Bipartisan Health Care Reform: Not Likely, Not Necessary

While there are obvious dangers to abandoning bipartisanship on such a hot-button issue, you have to wonder what took the administration so long.
This post was published on the now-closed HuffPost Contributor platform. Contributors control their own work and posted freely to our site. If you need to flag this entry as abusive, send us an email.

As Carl Hulse and Jeff Zeleny reported in the New York Times, the Democrats appear to be preparing to go it alone on health care reform while trying to hang the obstructionist tag on the Republicans.

While there are obvious dangers to abandoning bipartisanship on such a hot-button issue, you have to wonder what took them so long.

Bipartisanship sounds like a good idea and polls show most Americans want the parties to work together to solve big problems. This of course led President Obama to talk about reaching across the aisle during his campaign and in the early days of his presidency. He took it one step further and appointed Republicans to high-ranking positions -- Defense Secretary Robert Gates, Ambassador Jon Huntsman among others.

And bipartisanship gives the governing party some political cover. It would be hard for Republicans to criticize the Democrats about the outcome of health care reform if they voted for it.

But the reality is that bipartisanship is hard to achieve and is no guarantee of public policy success.

For example, The Gulf of Tonkin Resolution passed the Senate with only two dissenting votes, hastening the escalation of the Vietnam War. Perhaps a little obstruction might have been a good thing. Similarly, the Iraq War resolution passed with broad bipartisan support, as Democrats tried to burnish their war on terrorism credentials.

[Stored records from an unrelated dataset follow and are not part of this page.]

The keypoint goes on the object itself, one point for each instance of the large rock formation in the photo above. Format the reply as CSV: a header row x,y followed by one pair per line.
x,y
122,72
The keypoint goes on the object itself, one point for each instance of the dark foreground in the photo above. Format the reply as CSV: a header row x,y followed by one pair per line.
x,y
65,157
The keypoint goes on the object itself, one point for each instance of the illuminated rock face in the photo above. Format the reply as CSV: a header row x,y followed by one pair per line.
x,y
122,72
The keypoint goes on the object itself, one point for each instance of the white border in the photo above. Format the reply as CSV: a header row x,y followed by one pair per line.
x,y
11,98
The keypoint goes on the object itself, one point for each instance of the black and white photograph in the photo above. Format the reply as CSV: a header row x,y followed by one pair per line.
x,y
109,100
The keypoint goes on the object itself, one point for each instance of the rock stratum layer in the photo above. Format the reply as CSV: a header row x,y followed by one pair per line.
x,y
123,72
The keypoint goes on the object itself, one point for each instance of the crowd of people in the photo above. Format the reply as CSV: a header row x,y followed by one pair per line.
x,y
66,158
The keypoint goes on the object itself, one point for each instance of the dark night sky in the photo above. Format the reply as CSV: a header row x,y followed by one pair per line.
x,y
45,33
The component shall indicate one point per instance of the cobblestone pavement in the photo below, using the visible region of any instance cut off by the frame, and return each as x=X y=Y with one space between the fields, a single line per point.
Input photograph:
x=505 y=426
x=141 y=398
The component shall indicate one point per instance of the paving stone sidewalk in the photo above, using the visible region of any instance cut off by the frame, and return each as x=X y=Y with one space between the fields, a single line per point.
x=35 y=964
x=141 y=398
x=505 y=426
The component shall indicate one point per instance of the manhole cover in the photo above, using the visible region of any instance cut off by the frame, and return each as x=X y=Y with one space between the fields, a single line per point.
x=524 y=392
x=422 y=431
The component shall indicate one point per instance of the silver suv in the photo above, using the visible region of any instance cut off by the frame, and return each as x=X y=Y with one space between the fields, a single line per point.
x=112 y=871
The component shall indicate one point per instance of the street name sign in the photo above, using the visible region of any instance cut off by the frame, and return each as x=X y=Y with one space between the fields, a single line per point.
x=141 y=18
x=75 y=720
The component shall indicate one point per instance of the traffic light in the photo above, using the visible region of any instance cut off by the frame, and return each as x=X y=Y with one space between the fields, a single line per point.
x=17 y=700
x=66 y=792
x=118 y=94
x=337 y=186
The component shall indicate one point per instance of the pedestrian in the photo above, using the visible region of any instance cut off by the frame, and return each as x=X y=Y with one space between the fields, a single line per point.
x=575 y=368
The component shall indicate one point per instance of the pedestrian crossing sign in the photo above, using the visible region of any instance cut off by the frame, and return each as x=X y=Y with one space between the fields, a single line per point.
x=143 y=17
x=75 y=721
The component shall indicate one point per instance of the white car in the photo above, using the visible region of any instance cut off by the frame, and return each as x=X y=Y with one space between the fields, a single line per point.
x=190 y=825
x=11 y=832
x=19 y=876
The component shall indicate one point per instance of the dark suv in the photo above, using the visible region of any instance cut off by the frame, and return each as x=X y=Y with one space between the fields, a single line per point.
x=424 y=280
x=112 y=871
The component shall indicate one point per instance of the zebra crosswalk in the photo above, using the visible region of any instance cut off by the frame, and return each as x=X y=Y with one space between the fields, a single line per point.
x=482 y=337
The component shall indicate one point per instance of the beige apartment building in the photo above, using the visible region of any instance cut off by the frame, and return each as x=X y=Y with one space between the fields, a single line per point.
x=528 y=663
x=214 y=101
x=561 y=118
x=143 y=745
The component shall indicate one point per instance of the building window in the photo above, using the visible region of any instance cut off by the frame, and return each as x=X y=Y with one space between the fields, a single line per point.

On the flip side, some very successful public policy has been enacted along straight party lines. Medicare passed without a single Republican vote and is today one of most successful and popular of all government programs.

Bill Clinton's economic package of budget cuts and tax increases passed in 1993 without a single Republican vote, ushering in eight years of prosperity and balancing the federal budget.

In the end, the success of health care reform will not be judged by how many Republicans (or Blue Dogs) vote for it. It will be judged by how well it works. Democrats won't be punished for pushing through reform without Republican support. They will be punished if they fail to act, or if what they unilaterally enact fails.

The stakes are high for both parties, but sometimes going it alone is not so bad.